Full Report
A 34-year-old Virginia man was found guilty of conspiring to destroy dozens of government databases after getting fired from his job as a federal contractor. [...]
Analysis Summary
# Incident Report: Insider Threat Database Destruction Campaign
## Executive Summary
A former federal contractor, Sohaib Akhter, and his brother Muneeb Akhter were convicted for the unauthorized destruction of approximately 96 federal government databases. The attack was a retaliatory "insider threat" incident occurring immediately after the brothers were terminated from their positions due to the discovery of prior felony convictions. The impact included the permanent loss or disruption of sensitive investigative records across multiple federal agencies.
## Incident Details
- **Discovery Date:** February 18, 2025
- **Incident Date:** February 18, 2025
- **Affected Organization:** Multiple (45+ federal agencies; hosted by a private contracting firm)
- **Sector:** Government / Information Technology
- **Geography:** Ashburn, Virginia, USA
## Timeline of Events
### Initial Access
- **Date/Time:** February 18, 2025 (Immediately following termination meeting)

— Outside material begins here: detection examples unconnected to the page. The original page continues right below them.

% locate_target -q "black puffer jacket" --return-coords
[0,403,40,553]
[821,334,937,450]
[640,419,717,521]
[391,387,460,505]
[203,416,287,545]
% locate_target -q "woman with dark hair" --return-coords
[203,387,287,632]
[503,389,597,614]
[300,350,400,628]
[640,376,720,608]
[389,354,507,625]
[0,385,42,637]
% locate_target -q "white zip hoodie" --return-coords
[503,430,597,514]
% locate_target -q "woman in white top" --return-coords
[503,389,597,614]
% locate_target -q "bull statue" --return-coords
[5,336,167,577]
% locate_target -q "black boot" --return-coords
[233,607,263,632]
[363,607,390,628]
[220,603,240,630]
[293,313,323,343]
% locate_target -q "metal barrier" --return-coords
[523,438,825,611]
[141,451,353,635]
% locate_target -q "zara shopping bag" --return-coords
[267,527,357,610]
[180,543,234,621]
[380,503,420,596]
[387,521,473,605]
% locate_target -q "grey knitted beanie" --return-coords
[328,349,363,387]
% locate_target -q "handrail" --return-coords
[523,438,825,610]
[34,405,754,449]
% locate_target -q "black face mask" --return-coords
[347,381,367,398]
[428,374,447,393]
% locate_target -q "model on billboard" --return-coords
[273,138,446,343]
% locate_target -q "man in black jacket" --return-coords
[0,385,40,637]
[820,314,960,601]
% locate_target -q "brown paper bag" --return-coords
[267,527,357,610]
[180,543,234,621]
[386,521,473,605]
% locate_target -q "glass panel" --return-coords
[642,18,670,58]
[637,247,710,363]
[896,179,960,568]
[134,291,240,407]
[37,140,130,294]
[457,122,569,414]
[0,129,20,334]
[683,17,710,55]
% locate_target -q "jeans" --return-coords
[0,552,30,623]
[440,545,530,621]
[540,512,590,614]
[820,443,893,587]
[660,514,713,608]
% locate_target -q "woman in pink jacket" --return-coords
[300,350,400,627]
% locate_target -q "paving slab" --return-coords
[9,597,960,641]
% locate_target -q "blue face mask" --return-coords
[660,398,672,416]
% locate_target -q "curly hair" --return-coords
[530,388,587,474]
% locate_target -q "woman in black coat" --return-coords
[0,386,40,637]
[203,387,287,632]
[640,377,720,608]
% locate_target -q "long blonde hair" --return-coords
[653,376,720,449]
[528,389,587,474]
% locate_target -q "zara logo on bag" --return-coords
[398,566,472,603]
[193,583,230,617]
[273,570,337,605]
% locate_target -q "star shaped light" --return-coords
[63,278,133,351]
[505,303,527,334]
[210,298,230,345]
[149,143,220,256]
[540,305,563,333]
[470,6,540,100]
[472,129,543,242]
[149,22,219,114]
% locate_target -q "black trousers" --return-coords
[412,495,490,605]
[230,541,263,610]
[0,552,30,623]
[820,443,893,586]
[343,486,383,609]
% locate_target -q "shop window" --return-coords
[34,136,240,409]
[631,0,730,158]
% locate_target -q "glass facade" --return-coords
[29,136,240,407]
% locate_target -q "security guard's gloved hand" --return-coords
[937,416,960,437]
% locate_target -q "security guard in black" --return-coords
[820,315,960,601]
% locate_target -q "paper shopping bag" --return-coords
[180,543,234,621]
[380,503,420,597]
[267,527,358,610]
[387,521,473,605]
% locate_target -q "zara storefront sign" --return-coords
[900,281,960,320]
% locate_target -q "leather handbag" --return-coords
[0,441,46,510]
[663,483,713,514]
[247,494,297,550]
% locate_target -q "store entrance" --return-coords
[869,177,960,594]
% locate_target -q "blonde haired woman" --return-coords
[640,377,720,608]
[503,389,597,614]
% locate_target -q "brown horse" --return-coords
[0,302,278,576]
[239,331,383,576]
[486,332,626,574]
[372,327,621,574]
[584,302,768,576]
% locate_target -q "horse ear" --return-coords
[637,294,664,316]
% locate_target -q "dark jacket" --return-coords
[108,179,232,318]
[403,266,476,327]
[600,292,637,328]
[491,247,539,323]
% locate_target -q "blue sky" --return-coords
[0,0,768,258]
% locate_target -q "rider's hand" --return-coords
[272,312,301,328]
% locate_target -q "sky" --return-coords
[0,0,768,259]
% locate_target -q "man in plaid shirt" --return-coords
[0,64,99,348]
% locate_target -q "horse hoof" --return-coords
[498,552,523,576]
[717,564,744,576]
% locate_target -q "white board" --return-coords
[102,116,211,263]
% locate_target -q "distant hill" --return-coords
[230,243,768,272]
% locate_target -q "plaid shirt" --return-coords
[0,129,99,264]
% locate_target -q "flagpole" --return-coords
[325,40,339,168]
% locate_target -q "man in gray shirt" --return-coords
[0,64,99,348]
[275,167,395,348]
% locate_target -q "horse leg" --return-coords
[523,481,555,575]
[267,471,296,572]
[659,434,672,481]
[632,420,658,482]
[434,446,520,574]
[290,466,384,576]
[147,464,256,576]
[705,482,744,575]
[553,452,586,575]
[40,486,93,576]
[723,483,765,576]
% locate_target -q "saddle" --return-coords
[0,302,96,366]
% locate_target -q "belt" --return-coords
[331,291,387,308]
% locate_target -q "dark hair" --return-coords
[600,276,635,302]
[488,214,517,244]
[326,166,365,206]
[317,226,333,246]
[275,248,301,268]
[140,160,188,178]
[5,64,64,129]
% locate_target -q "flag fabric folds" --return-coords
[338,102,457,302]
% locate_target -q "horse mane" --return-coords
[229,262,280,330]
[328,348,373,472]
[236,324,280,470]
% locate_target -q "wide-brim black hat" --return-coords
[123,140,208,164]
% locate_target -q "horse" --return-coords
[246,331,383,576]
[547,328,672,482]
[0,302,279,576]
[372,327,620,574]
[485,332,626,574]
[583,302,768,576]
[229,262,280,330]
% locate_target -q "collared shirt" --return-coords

- **Vector:** Valid Internal Credentials / Remote Access
- **Details:** Using credentials that had not yet been revoked during or immediately following an online remote termination meeting, the subjects accessed the hosting environment.
### Lateral Movement
- Use of administrative privileges to move between various hosted database environments belonging to different federal agencies (e.g., DHS, FDIC).
### Data Exfiltration/Impact
- Approximately 96 government databases were wiped.
- Targeted data included sensitive investigative documents and Freedom of Information Act (FOIA) records.
- Databases were write-protected prior to deletion to prevent recovery or intervention by other administrators.
### Detection & Response
- **Detection:** Likely identified by the employer’s IT staff during or immediately after the unauthorized access as databases became unavailable.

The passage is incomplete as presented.